Use use::state(|l| initial) when the state has a known initial value. The closure receives the slice's location and returns the state for the first iteration:

let running_count = sliced! {
let batch = use(input_stream, nondet!(/** batch boundaries don't affect the final count */));
let mut counter = use::state(|l| l.singleton(q!(0)));

// Increment the counter by the number of items in this batch
let new_count = counter.clone().zip(batch.count())
.map(q!(|(old, add)| old + add));
counter = new_count.clone();
new_count.into_stream()
};

Use use::state_null::<Type>() when the state should start out null: an empty Stream, an absent Optional, and so on. Because there is no initial value to infer the type from, you must annotate it explicitly.
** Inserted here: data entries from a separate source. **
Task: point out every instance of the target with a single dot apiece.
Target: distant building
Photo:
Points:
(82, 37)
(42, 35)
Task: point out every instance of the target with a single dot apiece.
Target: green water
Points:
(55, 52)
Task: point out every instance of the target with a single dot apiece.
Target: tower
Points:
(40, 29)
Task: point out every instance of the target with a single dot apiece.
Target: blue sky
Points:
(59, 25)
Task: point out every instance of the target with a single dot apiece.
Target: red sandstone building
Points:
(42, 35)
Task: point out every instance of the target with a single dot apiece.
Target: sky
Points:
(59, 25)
A common pattern is buffering elements until a condition is met, such as holding payloads until a leader is elected:

let payloads_with_leader = sliced! {
let mut unsent_payloads = use::state_null::<Stream<_, _, _, TotalOrder>>();

let payload_batch = use(payloads, nondet!(/** ... */));
let latest_leader = use(leader_id, nondet!(/** ... */));

// Combine buffered and new payloads
let all_payloads = unsent_payloads.chain(payload_batch);

// If no leader, buffer everything; otherwise clear the buffer
unsent_payloads = all_payloads.clone().filter_if(latest_leader.clone().is_none());
all_payloads.cross_singleton(latest_leader)
};

Unlike the other hooks, state hooks do not take a nondet! guard: the state itself is just a value carried between iterations. But because the state evolves according to non-deterministically sliced inputs, code using state hooks deserves the same careful review as the hooks that feed it.
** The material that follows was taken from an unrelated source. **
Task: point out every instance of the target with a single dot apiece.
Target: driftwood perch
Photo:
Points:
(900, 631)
Instead of reassigning the state binding, you can also mutate state in place with mutable references (by_mut), which is often clearer when several inputs read and write the same state.

State Hooks vs. Sliced Singletons

State hooks differ from singletons consumed with use in an important way:

  • Sliced singletons observe external state that is derived deterministically (e.g. by fold) and updates independently of the slice.
  • State hooks are internal to the slice and hold values you compute between iterations.

Prefer deriving state with deterministic APIs and observing it via use when possible; the type system provides stronger guarantees for such state. Reach for state hooks when the update logic fundamentally depends on the slice structure (buffering, batched accumulation, multi-input mutation).

Unslicing: Returning Values from a Slice

The body of a sliced! block returns bounded collections, which are automatically unsliced back into live collections that evolve across slices:

Returned from bodyUnsliced result
Stream (bounded)Unbounded Stream concatenating the elements from every slice
SingletonUnbounded Singleton continually updated to the latest slice's value
OptionalUnbounded Optional continually updated to the latest slice's value
KeyedStream (bounded)Unbounded KeyedStream concatenating each key's elements from every slice
Tuple of the aboveTuple of unsliced collections

A KeyedSingleton cannot be returned directly; convert it with .into_keyed_stream() and return the resulting KeyedStream instead.

To keep an output inside the atomic context associated with the slice (so that downstream consumers can establish consistency guarantees), wrap it with yield_atomic; see Atomic Collections.